Türkiye ve Kazakistan Arasındaki Akademik İlişkiler Güçleniyor
Türkiye ile Kazakistan, derin tarihî, kültürel ve dilsel bağlara sahip iki ülke olarak, akademik iş birliklerini pekiştirmeye devam ediyor. Bu kapsamda, Ege Üniversitesi ile Kazakistan’daki L.N. Gumilev Avrasya Millî Üniversitesi arasında önemli bir akademik etkinlik gerçekleştirildi.
Öne Çıkan Konferans: “Tarihî Dilcilik ve Türk Birliği”

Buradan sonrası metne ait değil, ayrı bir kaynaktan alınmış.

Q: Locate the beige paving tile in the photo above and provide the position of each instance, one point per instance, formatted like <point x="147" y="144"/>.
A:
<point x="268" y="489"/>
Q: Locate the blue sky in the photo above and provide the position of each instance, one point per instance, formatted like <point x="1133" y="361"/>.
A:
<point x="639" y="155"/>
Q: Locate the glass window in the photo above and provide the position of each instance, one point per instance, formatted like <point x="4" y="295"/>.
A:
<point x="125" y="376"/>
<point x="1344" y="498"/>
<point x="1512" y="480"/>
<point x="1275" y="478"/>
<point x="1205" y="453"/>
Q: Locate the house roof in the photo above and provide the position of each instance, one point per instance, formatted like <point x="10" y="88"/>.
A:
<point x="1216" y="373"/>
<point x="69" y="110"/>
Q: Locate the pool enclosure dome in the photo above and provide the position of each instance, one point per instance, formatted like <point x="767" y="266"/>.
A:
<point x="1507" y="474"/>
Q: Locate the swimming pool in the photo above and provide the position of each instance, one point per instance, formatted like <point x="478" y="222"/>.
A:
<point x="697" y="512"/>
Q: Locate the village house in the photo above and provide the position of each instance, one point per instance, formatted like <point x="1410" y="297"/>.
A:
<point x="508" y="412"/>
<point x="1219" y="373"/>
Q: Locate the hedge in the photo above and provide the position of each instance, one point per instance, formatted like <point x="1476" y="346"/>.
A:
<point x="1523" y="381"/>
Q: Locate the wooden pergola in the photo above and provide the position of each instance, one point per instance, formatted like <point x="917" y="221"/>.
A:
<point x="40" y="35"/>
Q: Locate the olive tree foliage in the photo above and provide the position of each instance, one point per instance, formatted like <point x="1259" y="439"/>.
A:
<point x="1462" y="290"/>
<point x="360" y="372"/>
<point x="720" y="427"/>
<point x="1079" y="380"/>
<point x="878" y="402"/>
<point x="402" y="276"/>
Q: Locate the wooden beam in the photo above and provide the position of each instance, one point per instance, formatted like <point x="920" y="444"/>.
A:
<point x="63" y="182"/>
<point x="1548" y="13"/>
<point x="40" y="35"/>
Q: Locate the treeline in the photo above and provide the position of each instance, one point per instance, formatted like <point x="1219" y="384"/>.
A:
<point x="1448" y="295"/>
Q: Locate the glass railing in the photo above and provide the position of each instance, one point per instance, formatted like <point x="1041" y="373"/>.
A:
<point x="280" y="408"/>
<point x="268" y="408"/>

Ege Üniversitesi Türk Dünyası Araştırmaları Enstitüsü’ne gelen Filoloji Fakültesi Kazak Dilbilimi Bölümü öğretim üyesi Prof. Dr. Bekzhan Abdualıulı, bu ziyareti sırasında “Tarihî Dilcilik ve Türk Birliğinin Dil Modeli” konulu bir konferans gerçekleştirdi. Konferansa moderatörlük yapan Prof. Dr. İbrahim Şahin, katılımcılara tarihi dil biliminin önemini aktardı.
Dilin Birleştirici Rolü
Prof. Dr. Abdualıulı, konuşmasında Türk Dünyası’nın ortak değerlerini bir araya getirirken dil birliğinin kritik rolüne vurgu yaptı. Türk Birliği’nin yalnızca ortak bir dil modeli üzerine inşa edilebileceğini belirten Abdualıulı, antroponimlerin ve toponimlerin tarihi dil bilimi açısından nasıl önemli olduğunu somut örneklerle açıkladı. Ayrıca, Kazakistan’ın dil araştırmalarının, Türk Dünyası genelindeki ortak dil çalışmalarıyla olan bağlantısının, bilimsel iş birliğini artıracağını ifade etti.
Gelecek İçin Ortak Araştırmalar Planlanıyor
Ziyaret sırasında Ege Üniversitesi Türk Dünyası Araştırmaları Enstitüsü’nün öğretim üyeleriyle yapılan görüşmelerde, iki üniversite arasında ortak araştırma projeleri ve yayınların geliştirilmesi konuları gündeme alındı. Ayrıca, Türk Dünyası üniversiteleri arasında dil, kültür ve tarih alanında yeni iş birliği fırsatlarının değerlendirilmesi gerektiği konuşuldu. Yetkililer, bu görüşmelerin iki kurum arasındaki akademik ilişkileri daha da kuvvetlendireceğini söyledi.
Kültürel Mirasın Korunmasında Önemli Bir Adım
Ege Üniversitesi ile L.N. Gumilev Avrasya Millî Üniversitesi arasında gerçekleşen bu akademik buluşma, Türk Dünyası’nın ortak kültürel ve dil mirasını bilimsel ölçekte koruma ve geliştirme açısından atılmış önemli bir adım olarak değerlendirildi. Bu tür iş birlikleri, iki ülke arasındaki akademik dayanışmayı ve kültürel etkileşimi artırmayı hedefliyor.